鈴鹿市では今年の一文字に、拠点の「」が選ばれ、市としての重要ニュースとともに発表されました。その背景には、世界的なモータースポーツの舞台としての鈴鹿サーキットの存在と、地域全体で「拠点」を強化していく流れがあります。
そんな中、2026年のF1日本グランプリや国際レースを見据え、サーキットでは西コースの再舗装工事が進行中です。また、来場者の移動負担を軽くするための新たな取り組みとして、「パーク&ライド」を紹介する検証動画も公開され、話題を集めています。

「今年の一文字」は拠点の「拠」 ─ 鈴鹿サーキットと街づくり

鈴鹿市長が発表した「今年の一文字」は、拠点の「」でした。
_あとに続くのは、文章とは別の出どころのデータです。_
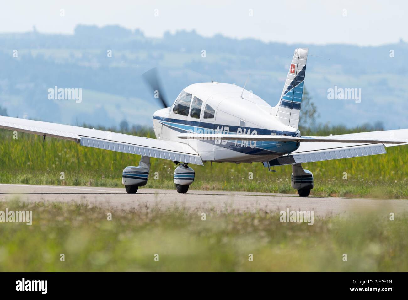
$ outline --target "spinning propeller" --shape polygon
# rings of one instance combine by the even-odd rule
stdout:
[[[163,93],[163,90],[160,84],[157,69],[153,68],[150,69],[143,73],[142,76],[143,78],[143,79],[144,80],[144,81],[153,91],[155,98],[158,97],[163,108],[166,108],[169,107],[170,105],[167,104],[169,102],[166,100],[164,96],[164,93]],[[157,96],[156,96],[156,93],[157,94]]]

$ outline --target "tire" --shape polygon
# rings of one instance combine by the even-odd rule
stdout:
[[[307,197],[310,193],[310,189],[305,188],[297,190],[297,193],[300,197]]]
[[[185,194],[188,190],[188,187],[189,186],[189,185],[182,185],[176,184],[176,189],[180,194]]]
[[[135,194],[138,187],[137,185],[125,185],[126,192],[128,194]]]

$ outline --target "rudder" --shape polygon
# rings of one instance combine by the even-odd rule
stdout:
[[[294,128],[299,125],[308,51],[307,48],[295,49],[276,111],[278,120]]]

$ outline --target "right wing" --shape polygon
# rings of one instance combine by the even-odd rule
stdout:
[[[408,129],[401,129],[407,130]],[[393,131],[396,130],[391,131]],[[277,136],[273,135],[240,134],[235,133],[180,133],[177,137],[183,140],[236,140],[236,141],[276,141],[277,142],[304,142],[319,143],[363,143],[364,144],[405,144],[408,142],[408,131],[403,138],[395,138],[380,135],[373,134],[383,131],[363,132],[362,133],[371,133],[370,135],[360,135],[360,133],[342,134],[328,136]]]
[[[70,140],[89,147],[203,164],[198,153],[184,143],[2,116],[0,128]]]

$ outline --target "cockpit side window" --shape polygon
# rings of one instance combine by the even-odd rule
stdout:
[[[182,116],[188,116],[191,102],[191,94],[183,91],[176,100],[173,107],[173,112]]]
[[[190,112],[190,116],[196,119],[200,118],[201,114],[201,107],[203,105],[202,100],[194,96],[193,98],[193,104],[191,104],[191,110]]]
[[[206,104],[205,109],[204,110],[204,118],[212,119],[214,118],[214,114],[215,111],[212,107],[208,104]]]

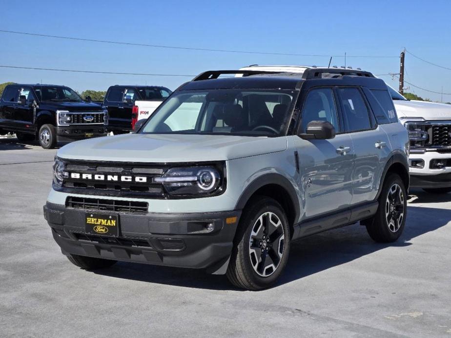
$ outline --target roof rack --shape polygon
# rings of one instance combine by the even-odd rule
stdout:
[[[365,76],[366,77],[374,77],[369,72],[365,71],[349,69],[348,68],[338,68],[335,67],[331,68],[309,68],[307,69],[302,74],[302,78],[305,79],[311,78],[321,78],[323,74],[333,74],[336,75],[345,75],[356,76]]]
[[[218,78],[220,75],[223,74],[243,74],[244,76],[248,76],[249,75],[257,75],[258,74],[277,74],[283,73],[283,72],[269,72],[268,71],[207,71],[202,73],[192,81],[200,81],[201,80],[212,80]]]

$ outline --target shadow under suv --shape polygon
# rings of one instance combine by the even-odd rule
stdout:
[[[359,221],[377,242],[402,233],[409,139],[381,95],[359,70],[206,72],[136,133],[59,150],[45,217],[82,268],[141,262],[269,287],[294,240]]]

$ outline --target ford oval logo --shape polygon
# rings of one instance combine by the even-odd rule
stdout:
[[[103,225],[96,225],[93,229],[96,232],[99,234],[104,234],[108,232],[108,228]]]

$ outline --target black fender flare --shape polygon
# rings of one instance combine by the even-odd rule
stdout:
[[[265,186],[270,184],[279,186],[288,193],[288,197],[294,210],[294,223],[296,224],[299,219],[301,212],[299,198],[291,182],[281,174],[275,173],[264,174],[254,180],[241,193],[235,205],[235,209],[242,210],[244,208],[246,203],[257,190]]]
[[[379,184],[379,189],[377,191],[377,194],[376,195],[376,198],[375,199],[375,200],[378,199],[379,196],[381,194],[381,192],[382,190],[382,186],[384,184],[384,182],[385,181],[385,177],[387,176],[387,173],[388,172],[389,169],[390,169],[390,167],[395,163],[399,163],[402,165],[403,167],[404,167],[404,169],[407,172],[408,183],[407,186],[406,187],[406,189],[408,191],[409,190],[409,183],[410,181],[409,173],[409,160],[406,158],[406,154],[404,153],[396,152],[393,154],[393,155],[390,158],[390,159],[387,161],[387,163],[385,164],[385,167],[384,168],[384,171],[382,172],[382,176],[381,177],[381,181]]]

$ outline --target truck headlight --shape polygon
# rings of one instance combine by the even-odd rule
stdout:
[[[53,182],[62,187],[64,179],[69,177],[69,173],[65,171],[65,164],[61,160],[55,158],[53,163]]]
[[[171,195],[210,195],[223,188],[224,178],[214,167],[173,168],[154,182]]]
[[[428,129],[429,125],[422,118],[403,117],[399,119],[409,132],[409,139],[411,147],[424,147],[429,139]]]
[[[57,118],[58,119],[59,126],[67,126],[72,121],[69,111],[57,111]]]

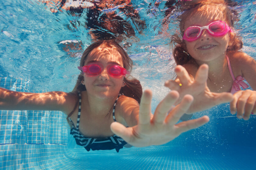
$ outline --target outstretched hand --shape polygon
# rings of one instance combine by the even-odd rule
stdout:
[[[175,104],[179,103],[185,95],[189,94],[194,97],[193,103],[186,113],[191,114],[210,108],[216,105],[229,102],[233,98],[230,93],[211,92],[207,86],[208,67],[202,64],[197,72],[194,79],[190,76],[186,69],[177,66],[175,71],[180,82],[171,80],[165,82],[165,86],[172,90],[177,91],[180,98]]]
[[[114,122],[110,126],[111,130],[129,144],[142,147],[165,144],[181,133],[202,126],[209,121],[209,117],[204,116],[176,124],[183,114],[187,112],[193,101],[191,95],[185,95],[180,103],[168,113],[179,97],[176,91],[170,92],[159,103],[153,116],[151,108],[152,93],[149,90],[146,90],[141,97],[138,124],[126,127],[119,123]]]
この漢字には、「足場」「基盤」「よりどころ」といった意味があり、鈴鹿市を産業・観光・子育て・防災などさまざまな分野の拠点としてさらに強くしていきたい、という思いが込められています。

その象徴的な存在が、言うまでもなく鈴鹿サーキットです。日本を代表するレーシングコースであり、F1日本グランプリをはじめ、二輪・四輪の国際レース、企業のテスト走行、さらに家族向けの遊園地やホテルなど、幅広い顔を持つ“総合モビリティリゾート”として機能しています。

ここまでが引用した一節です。